Diese Stilmittel werden ganz im Geiste von Chester Himes in erster Linie dazu eingesetzt, Machtverhältnisse ins Gegenteil zu verkehren, gewissermaßen also die Karten neu zu mischen. In einer bemerkenswerten Sequenz soll ein weißer Polizist die schwarze Freundin des Predigers bewachen und muss praktisch willenlos miterleben, wie seine durch Law and Order legitimierte Dominanz nicht nur auf die gewiefte Frau übergeht, sondern er im Verlauf der Auseinandersetzung auch noch jegliche Würde verliert.
Calvin Lockhart passt als Aufschneider natürlich ideal in dieses Schema, bedient er doch einen Rollentypus, wie Burt Lancaster ihn zuvor („Elmer Gantry“, 1960) und Richard Pryor („Car Wash“, 1976) oder Steve Martin („Leap of Faith“, 1992) ihn danach erfolgreich bedient haben. Derartige Charaktere ohne jedwede Moral braucht ein jeder Film über Revolutionen, um zu zeigen, dass ein Umbruch der Machtverhältnisse auch in den eigenen Reihen schwarze Schafe hervorbringen kann. Was Godfrey Cambridge und Raymond St. Jacques anbelangt, wirken deren Ermittler bereits dann wie Serienfiguren, wenn man gar nicht weiß, dass es tatsächlich Serienfiguren sind; die Romanvorlage ist nämlich der sechste Teil einer ganzen Krimireihe und daraus die erste, die verfilmt wurde. Im Chaos der Neuordnung, das Davis fast schon mit der Verschrobenheit späterer Spike-Lee-Filme einfängt, treten die Cops als Hüter der Balance auf. Im Trubel der Masse wird diese Berufung in sehr schönen Einzelmomenten festgehalten – so beispielsweise, als einem Taschendieb die Beute gleich wieder abgenommen wird und das Diebesgut postwendend zum Besitzer zurückkehrt… der die ganze Szene aber gar nicht mitbekommen hat, weil er in beiden Händen Getränke balanciert, weshalb ihm der Arm des Gesetzes die entwendete Börse kurzerhand in den Mund schiebt. Der gelangweilte Blick, den insbesondere Godfrey Cambridge dabei aufträgt, ist reines Comedy-Gold, was die Lust auf eine Fortsetzung anregt… und die sollte ja zwei Jahre später in Form von „Come Back, Charleston Blue“ tatsächlich auch folgen.

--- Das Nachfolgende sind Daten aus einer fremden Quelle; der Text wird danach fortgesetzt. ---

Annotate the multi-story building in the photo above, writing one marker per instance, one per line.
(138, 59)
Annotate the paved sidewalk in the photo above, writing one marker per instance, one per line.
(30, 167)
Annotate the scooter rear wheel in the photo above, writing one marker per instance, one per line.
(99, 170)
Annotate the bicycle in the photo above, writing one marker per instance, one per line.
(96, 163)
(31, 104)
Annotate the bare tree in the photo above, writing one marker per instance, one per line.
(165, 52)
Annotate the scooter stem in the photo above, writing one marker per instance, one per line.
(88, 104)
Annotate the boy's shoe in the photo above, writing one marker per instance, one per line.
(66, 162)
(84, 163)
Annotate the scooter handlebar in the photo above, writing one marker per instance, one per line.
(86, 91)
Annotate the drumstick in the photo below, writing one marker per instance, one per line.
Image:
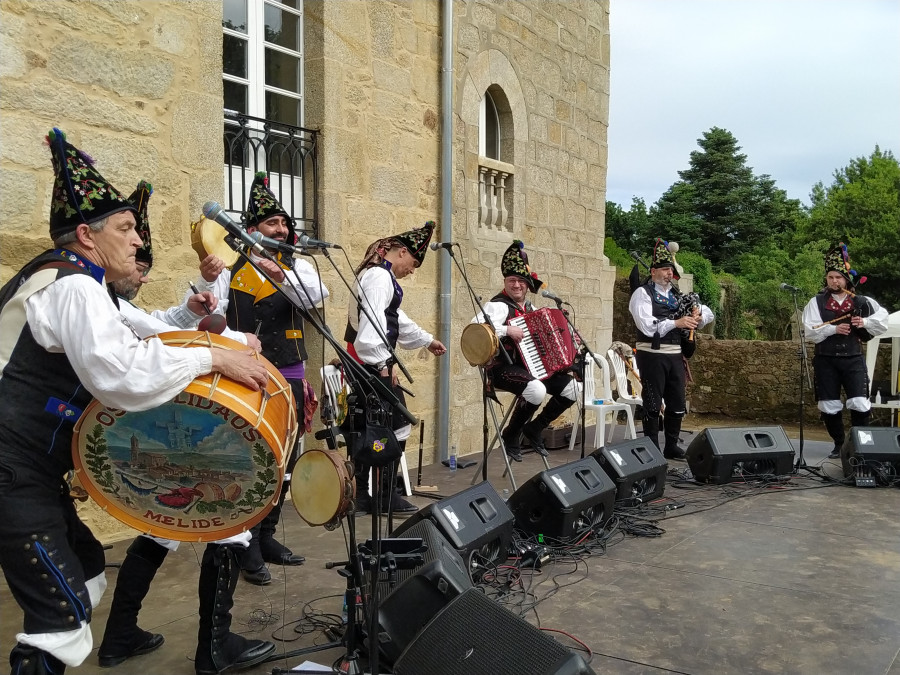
(835, 320)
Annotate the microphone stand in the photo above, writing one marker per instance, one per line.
(804, 366)
(476, 301)
(585, 352)
(364, 380)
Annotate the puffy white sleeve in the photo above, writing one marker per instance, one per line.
(74, 315)
(497, 313)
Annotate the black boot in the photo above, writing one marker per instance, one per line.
(122, 638)
(651, 428)
(534, 430)
(28, 660)
(834, 425)
(273, 551)
(218, 649)
(672, 432)
(512, 435)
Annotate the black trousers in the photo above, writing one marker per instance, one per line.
(662, 378)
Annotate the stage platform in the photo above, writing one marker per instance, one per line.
(794, 577)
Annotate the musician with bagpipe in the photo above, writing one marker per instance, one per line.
(666, 320)
(515, 377)
(839, 321)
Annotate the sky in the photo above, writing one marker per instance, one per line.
(805, 86)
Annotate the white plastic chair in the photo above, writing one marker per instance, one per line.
(608, 407)
(333, 381)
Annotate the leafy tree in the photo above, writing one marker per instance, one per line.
(862, 208)
(719, 206)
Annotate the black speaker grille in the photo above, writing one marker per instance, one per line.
(474, 635)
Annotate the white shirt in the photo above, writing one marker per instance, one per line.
(163, 321)
(875, 323)
(375, 289)
(641, 308)
(75, 315)
(303, 276)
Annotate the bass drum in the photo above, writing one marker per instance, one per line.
(205, 466)
(208, 238)
(322, 487)
(479, 344)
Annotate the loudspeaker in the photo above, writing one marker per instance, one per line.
(872, 451)
(420, 593)
(724, 455)
(476, 636)
(637, 467)
(563, 502)
(474, 521)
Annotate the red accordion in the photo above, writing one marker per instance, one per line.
(547, 346)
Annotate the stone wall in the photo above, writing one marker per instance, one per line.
(135, 84)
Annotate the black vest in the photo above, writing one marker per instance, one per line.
(843, 345)
(41, 394)
(391, 315)
(280, 323)
(663, 308)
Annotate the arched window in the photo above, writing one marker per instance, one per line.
(488, 128)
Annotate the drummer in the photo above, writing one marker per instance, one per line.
(511, 302)
(65, 342)
(252, 303)
(123, 638)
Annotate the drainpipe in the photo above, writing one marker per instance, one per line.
(446, 221)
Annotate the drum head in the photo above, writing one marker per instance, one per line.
(208, 238)
(478, 344)
(321, 487)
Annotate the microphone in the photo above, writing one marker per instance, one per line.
(274, 244)
(213, 211)
(547, 294)
(305, 241)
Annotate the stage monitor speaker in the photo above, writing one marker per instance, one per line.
(872, 451)
(565, 501)
(637, 467)
(476, 522)
(476, 636)
(725, 455)
(420, 593)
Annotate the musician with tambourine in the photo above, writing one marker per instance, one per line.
(511, 302)
(838, 321)
(665, 320)
(65, 344)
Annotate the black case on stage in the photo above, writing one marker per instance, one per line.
(563, 502)
(637, 467)
(725, 455)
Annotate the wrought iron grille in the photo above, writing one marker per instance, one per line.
(287, 153)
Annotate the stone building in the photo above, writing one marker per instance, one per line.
(141, 85)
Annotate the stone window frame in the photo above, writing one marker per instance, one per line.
(491, 72)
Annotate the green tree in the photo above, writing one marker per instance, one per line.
(719, 207)
(862, 208)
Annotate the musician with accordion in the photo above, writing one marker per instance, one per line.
(662, 318)
(511, 303)
(839, 321)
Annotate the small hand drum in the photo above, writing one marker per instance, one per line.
(479, 344)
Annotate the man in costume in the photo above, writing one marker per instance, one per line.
(386, 262)
(123, 638)
(654, 307)
(839, 321)
(65, 343)
(253, 304)
(518, 280)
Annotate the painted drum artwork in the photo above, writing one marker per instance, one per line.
(205, 466)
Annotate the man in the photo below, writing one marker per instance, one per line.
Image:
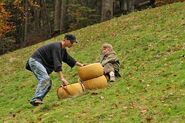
(109, 61)
(47, 59)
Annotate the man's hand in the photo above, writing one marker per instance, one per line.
(64, 82)
(79, 64)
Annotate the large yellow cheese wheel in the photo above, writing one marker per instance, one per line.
(96, 83)
(70, 90)
(90, 71)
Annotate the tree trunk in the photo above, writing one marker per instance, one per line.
(25, 23)
(62, 16)
(57, 15)
(107, 10)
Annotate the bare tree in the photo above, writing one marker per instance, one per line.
(107, 9)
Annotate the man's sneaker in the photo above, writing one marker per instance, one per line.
(36, 102)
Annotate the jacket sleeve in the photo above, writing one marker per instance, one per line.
(68, 59)
(56, 60)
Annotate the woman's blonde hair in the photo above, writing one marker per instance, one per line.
(107, 45)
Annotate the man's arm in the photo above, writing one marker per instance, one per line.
(64, 82)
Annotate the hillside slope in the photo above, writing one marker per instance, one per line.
(151, 48)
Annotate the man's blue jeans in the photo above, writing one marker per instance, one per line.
(44, 82)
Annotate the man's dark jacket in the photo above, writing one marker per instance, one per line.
(51, 57)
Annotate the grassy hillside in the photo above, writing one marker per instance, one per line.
(151, 48)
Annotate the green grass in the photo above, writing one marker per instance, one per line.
(151, 48)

Ansonsten lebt „Cotton Comes To Harlem“ von seinen authentischen Sets, dem manchmal ins Experimentelle reichenden Zusammenspiel aus Schnitt und Kamera, den recht aufwändigen Massenszenen (inklusive Show-Finale) und den rasanten Verfolgungsjagden, die im völligen Kontrast zu den lässigen Ermittlungen der Detectives stehen. Die Bierdeckel-Story rückt schnell in den Hintergrund, wenn man erst einmal die Vibrationen im Viertel spürt. Ob man das nun wirklich den Startschuss der Blaxploitation-Welle nennen möchte oder schlicht einen flotten Actionkrimi mit reichlich selbstironischem Humor, ist wahrscheinlich einfach Wortklauberei.